The demonstration represented a backlash to yet another element of the Newsom administration’s pandemic game plan.

There are still thousands of Californians out of work who haven’t received unemployment benefits, while the state did pay out millions—possibly billions—in benefits to convicted criminals sitting behind bars. Several state business associations are suing Newsom, claiming there was no scientific data to justify closing outdoor dining, gyms and hair and nail salons during the stay-at-home orders that weren’t lifted for most regions until this week. And between mid-December and mid-January, California had one of the slowest COVID-19 vaccine roll-outs in the entire nation. On Wednesday, the Newsom administration announced that Blue Shield, the nonprofit health insurance giant, will take over the statewide vaccine distribution.

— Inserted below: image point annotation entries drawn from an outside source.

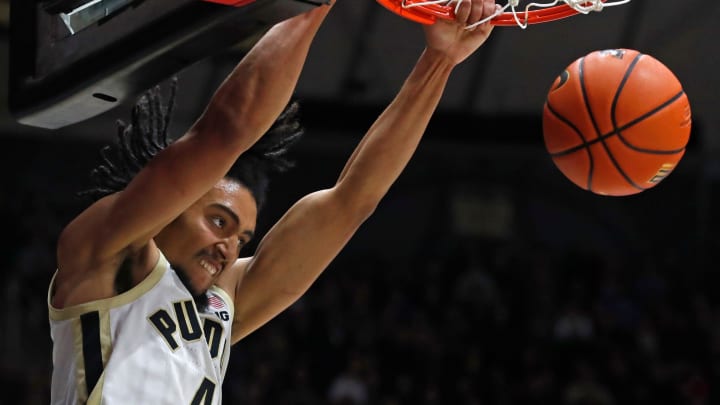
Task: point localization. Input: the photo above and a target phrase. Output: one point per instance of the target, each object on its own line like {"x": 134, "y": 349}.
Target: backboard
{"x": 71, "y": 60}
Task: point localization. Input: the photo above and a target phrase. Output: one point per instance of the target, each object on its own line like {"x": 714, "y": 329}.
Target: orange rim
{"x": 428, "y": 14}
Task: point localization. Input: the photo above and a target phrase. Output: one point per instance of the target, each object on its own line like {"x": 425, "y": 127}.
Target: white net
{"x": 519, "y": 13}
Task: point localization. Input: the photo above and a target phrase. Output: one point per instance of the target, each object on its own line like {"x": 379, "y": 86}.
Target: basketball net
{"x": 428, "y": 11}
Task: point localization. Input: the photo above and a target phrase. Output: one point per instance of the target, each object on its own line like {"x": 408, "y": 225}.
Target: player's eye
{"x": 219, "y": 222}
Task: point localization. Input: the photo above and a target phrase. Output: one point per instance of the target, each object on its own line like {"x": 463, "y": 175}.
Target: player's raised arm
{"x": 299, "y": 247}
{"x": 239, "y": 113}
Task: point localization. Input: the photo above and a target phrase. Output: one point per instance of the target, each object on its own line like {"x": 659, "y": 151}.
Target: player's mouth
{"x": 210, "y": 266}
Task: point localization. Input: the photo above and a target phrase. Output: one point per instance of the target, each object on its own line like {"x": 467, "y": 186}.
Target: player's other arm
{"x": 309, "y": 236}
{"x": 239, "y": 113}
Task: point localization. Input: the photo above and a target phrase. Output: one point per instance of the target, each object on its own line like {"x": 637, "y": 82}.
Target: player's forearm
{"x": 390, "y": 143}
{"x": 260, "y": 86}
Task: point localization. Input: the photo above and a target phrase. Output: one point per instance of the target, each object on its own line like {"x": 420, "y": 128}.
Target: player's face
{"x": 206, "y": 239}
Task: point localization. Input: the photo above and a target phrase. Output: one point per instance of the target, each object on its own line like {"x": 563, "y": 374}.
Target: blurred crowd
{"x": 468, "y": 320}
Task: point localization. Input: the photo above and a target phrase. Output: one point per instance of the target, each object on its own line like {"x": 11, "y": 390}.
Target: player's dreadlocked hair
{"x": 147, "y": 134}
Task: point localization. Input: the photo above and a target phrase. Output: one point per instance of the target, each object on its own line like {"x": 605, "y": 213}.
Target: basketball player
{"x": 150, "y": 292}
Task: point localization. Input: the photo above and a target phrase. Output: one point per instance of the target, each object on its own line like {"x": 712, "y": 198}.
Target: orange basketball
{"x": 616, "y": 122}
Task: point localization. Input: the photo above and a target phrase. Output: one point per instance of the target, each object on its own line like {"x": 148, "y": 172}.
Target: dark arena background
{"x": 484, "y": 277}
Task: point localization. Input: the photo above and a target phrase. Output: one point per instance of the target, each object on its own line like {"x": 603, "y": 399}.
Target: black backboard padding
{"x": 53, "y": 75}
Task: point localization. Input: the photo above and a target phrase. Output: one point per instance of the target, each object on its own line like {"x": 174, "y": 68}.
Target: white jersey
{"x": 148, "y": 345}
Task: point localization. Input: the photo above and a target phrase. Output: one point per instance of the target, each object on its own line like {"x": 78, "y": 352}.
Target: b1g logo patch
{"x": 615, "y": 53}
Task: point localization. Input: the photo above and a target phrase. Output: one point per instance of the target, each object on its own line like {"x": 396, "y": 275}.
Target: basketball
{"x": 616, "y": 122}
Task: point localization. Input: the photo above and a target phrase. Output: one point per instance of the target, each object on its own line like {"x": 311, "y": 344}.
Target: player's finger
{"x": 462, "y": 11}
{"x": 476, "y": 11}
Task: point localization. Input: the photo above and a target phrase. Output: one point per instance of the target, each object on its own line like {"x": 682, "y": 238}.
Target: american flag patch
{"x": 216, "y": 302}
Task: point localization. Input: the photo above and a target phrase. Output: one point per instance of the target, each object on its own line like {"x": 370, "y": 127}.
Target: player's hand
{"x": 452, "y": 38}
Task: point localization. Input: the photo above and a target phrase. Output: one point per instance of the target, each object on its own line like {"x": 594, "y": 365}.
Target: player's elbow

Also this week, organizers of the recall effort against Newsom announced they have gathered 1.2 million signatures. They need a total of 1.5 million by March 17 to force a special election as soon as this fall.

For housing advocates, the public ire aimed at Newsom at Monday’s demonstration was a self-inflicted wound.

“The governor didn’t listen us, but he didn’t seem to listen to the landlords, either, so everyone with the most practical knowledge of conditions on the ground got ignored,” Singh said. “As usual, the burden is going to fall on us to try to help all the people who are left behind.”